The issue between Everybody Counts and the Northwestern Indiana Regional Planning Authority is simple. NIRPC isn't complying with the terms of an agreement they signed in federal court, after a class action lawsuit was filed on behalf of people with disabilities throughout Lake County.
We are a small community organization that advocates for the rights of people with disabilities, which are protected by the Americans with Disabilities Act, passed by Congress nearly 25 years ago.
For many of those individuals, access to adequate public transit services is more than a convenience. It can literally mean the difference between life and death. NIRPC has failed them miserably, but in fact they are failing the entire community.
NIRPC’s budget is around $800 million. In determining funding priorities, it has legal and moral obligations to actively engage local residents. Instead, decisions made behind closed doors can have rippling effects that impact the entire community.
A recent, particularly outrageous example significantly impacted residents of Hammond and other north county communities.
Based on the numbers of people who had used their services, the now-defunct Regional Bus Authority had earned more than a half a million dollars for each of the next two years, through the state’s Public Mass Transit Funding program.
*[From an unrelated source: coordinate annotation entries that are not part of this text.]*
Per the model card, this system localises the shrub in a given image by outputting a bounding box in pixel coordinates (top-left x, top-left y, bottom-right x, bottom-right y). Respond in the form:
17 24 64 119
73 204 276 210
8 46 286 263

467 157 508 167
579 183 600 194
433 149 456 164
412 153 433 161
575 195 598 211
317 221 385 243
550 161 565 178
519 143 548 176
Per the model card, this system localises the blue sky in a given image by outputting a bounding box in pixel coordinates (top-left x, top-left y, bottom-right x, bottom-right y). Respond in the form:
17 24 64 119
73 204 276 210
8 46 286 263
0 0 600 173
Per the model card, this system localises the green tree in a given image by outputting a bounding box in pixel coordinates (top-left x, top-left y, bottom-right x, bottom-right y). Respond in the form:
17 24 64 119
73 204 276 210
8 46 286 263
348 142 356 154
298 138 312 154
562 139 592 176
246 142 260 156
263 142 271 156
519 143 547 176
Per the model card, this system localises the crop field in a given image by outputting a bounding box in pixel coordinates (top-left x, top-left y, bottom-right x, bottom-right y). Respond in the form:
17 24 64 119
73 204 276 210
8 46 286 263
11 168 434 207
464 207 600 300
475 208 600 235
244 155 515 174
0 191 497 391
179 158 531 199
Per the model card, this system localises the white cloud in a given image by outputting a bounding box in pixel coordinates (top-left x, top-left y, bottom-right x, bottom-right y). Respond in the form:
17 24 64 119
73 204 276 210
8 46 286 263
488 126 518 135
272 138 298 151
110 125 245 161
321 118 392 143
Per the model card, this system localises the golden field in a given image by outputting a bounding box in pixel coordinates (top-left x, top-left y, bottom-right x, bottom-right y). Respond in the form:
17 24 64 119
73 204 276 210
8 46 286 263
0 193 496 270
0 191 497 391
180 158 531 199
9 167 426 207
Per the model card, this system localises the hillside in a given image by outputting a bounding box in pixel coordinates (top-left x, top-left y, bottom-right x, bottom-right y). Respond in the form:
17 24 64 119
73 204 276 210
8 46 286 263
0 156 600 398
After the RBA’s demise, the Indiana Department of Transportation gave NIRPC the authority to disseminate those funds ($506,267 in 2013, 562,701 in 2014).
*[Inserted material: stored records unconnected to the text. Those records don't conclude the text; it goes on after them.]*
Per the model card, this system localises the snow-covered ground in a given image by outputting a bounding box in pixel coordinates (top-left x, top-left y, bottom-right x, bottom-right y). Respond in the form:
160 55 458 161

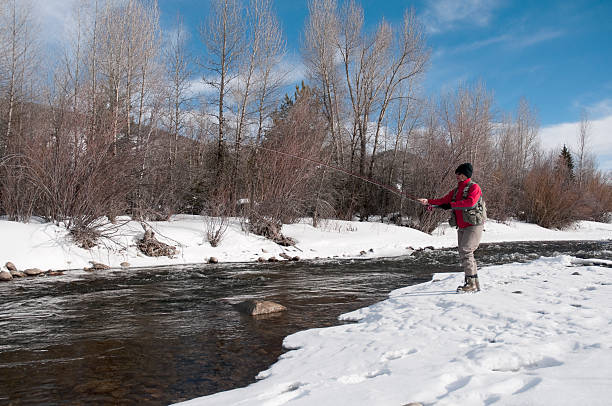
0 216 612 406
0 215 612 270
176 256 612 406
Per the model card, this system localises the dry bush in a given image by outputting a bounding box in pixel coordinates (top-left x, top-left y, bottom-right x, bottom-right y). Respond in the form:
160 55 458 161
580 172 612 222
249 85 325 228
202 191 231 247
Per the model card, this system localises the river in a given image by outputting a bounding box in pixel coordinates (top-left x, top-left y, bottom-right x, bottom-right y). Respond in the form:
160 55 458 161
0 241 612 405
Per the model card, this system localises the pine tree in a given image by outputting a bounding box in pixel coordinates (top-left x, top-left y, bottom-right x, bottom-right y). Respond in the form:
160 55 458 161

Remember, those dollars had been earned because of Hammond riders. So did NIRPC award those resources to the North Township Trustee’s office to bolster its Dial-A-Ride service, the only remaining option for the transit-dependent Hammond? Or maybe to East Chicago Transit and/or Gary Public Transportation, the only other Lake County fixed route providers, so they could help meet the need?
No, NIRPC awarded those funds to agencies in Porter County, and one serving only south Lake County residents. They have not disclosed just how much went to which, but we do know zero went to anyone who provides public transit services in those communities in north Lake County.
Why would NIRPC’s commissioners, who are responsible for that agency’s decisions, approve of such a thing? Simple. It doesn’t appear that they even knew it was happening. Decisions like this are largely left to the staff.
This decision was not brought to the Transportation Policy Committee. It was not brought to the Finance and Personnel Committee. In fact, there isn’t a single bit of evidence that there was any discussion before NIRPC staff altered the 2013 budget and presented it to the NIRPC commissioners.
Once this matter was brought to INDOT's attention, NIRPC was directed to divide the 2014 RBA allocations between East Chicago Transit and the GPTC. The latter has combined those funds with other resources to expand its fixed routes and paratransit services in Hammond.
Could that have happened a year ago? Absolutely.
NIRPC’s lack of transparency is common knowledge, even among \elected officials who serve as its commissioners. But most are afraid to rock the boat for fear that funds to their community might be impacted.
Intimidation is a common tactic used by those afraid of the truth. Just ask those senior citizens who found themselves being stared down, two to one, by armed police officers for having the audacity to ask a few questions at a recent NIRPC meeting. But neither that, nor a barrage of double-talk and insults can change the facts.
As noted in Times editorials, public transportation is important to an ever-growing number of local residents. If NIRPC’s business was conducted openly, it would have to follow the rules – and the law – and an effective regional system might be an achievable goal.
By arrogantly dismissing those most in need – as well as their own commissioners,
NIRPC is letting all of Northwest Indiana down. And that is why we’re taking them back to court.